[LLVMdev] Proposal: "load linked" and "store conditional" atomic instructions

Fri May 30 04:24:50 PDT 2014

On 29 May 2014, at 18:21, Tim Northover <t.p.northover at gmail.com> wrote:

>    void atomic_foo(int *addr) {
>      int oldval = *addr;
>      do {
>        newval = foo(oldval);
>      } while (__c11_compare_exchange_weak(addr, &oldval, newval));

This particular example is a bit difficult, because the best representation depends on the complexity of foo().  If foo() is simple (and guaranteed not to contain any atomics) then you'd want to do the load-linked at the start and store-conditional at the end, something like this:

     int oldval = load_linked(addr);
     do {
       newval = foo(oldval);
     } while (!store_conditional(addr, newval));

If, however, foo() is not visible, is complex, or has some other memory accesses[1] then the correct lowering would be a load at the start and then a load-linked/store conditional (but without a loop) at the end.

     int oldval = *addr;
     int oldval2;
     do {
       newval = foo(oldval);
       oldval2 = load_linked(addr);
     } while ((oldval != oldval2) || !store_conditional(addr, newval));

The lowering that we currently generate, however, is more like this:

     int oldval = *addr;
     int success = 1;
     do {
       newval = foo(oldval);
       int oldval2;
       do {
         oldval2 = load_linked(addr);
         if (oldval2 != oldval) {
           success = 0;
           break;
         }
       } while ((oldval != oldval2) || !store_conditional(addr, newval));
     } while (!success);

This is clearly suboptimal.  My problem with your current proposal is that we really need to preserve the weak cmpxchg semantics through optimisation to ensure correctness.  The front end does not know (except in trivial cases) which of the two earlier forms is correct.  It could always emit the second form for any weak cmpxchg, but that then makes optimisation harder because optimisers have to infer that it means a weak cmpxchg[2].
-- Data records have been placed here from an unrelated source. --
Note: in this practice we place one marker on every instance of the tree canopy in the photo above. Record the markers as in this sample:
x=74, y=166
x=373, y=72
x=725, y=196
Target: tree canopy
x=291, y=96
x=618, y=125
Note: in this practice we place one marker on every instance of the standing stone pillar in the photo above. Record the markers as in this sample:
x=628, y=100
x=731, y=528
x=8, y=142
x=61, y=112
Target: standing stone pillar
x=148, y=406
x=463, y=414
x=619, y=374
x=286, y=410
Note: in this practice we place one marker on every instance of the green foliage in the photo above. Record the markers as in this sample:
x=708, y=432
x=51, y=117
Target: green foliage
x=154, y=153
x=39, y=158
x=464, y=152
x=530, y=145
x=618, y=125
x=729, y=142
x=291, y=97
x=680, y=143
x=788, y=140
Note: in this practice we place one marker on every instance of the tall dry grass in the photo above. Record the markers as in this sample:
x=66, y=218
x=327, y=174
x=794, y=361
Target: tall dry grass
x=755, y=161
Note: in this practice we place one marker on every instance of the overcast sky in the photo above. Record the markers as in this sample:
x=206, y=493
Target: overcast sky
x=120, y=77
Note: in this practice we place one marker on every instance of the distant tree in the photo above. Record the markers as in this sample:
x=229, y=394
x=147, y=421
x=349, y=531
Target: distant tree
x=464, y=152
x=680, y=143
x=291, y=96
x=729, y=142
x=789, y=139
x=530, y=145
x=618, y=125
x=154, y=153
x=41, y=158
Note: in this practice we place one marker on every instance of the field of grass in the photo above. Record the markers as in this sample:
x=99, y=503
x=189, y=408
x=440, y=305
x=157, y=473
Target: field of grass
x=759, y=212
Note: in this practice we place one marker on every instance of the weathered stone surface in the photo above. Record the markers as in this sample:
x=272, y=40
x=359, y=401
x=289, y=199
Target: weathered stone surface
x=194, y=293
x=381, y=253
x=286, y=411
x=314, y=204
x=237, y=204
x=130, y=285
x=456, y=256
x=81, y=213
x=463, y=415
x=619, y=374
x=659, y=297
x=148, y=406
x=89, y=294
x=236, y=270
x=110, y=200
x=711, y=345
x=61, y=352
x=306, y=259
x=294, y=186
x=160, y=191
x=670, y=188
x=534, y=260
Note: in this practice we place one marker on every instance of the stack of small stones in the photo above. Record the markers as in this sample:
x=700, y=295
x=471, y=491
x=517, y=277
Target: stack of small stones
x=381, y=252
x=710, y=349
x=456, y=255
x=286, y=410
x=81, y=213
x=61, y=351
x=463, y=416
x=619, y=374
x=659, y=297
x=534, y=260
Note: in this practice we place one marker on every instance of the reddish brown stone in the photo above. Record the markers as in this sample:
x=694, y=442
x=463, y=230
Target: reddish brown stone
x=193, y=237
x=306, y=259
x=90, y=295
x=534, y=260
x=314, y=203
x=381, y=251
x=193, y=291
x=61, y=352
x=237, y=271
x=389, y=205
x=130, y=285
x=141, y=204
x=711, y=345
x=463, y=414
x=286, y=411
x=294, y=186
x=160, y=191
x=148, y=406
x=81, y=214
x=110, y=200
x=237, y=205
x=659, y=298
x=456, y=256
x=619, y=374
When we get to CodeGenPrepare, it's fairly easy to transform the original structure into the first correct output, if there are no memory accesses in the middle.  Transforming the second version into the first is harder unless the structure is preserved.  

In short, I believe that adding ll/sc to the IR will:

- Not make generating IR easier than adding weak cmpxchg
- Not make optimising IR easier than adding weak cmpxchg
- Not make code generation easier than adding weak cmpxchg
- Be more invasive than adding weak cmpxchg

David

[1] RISC-V, for example, requires that there be no memory accesses *at all* between ll and sc, some ARM implementations require that there be no memory accesses within the same cache line (see a bug report from a year or so ago on Apple hardware).

[2] There's a lot of work being done by Peter Sewell's group and others currently on what are semantically valid transforms for the C11 memory model, so as long as we preserve those semantics in the IR we have lots of opportunities to improve optimisations.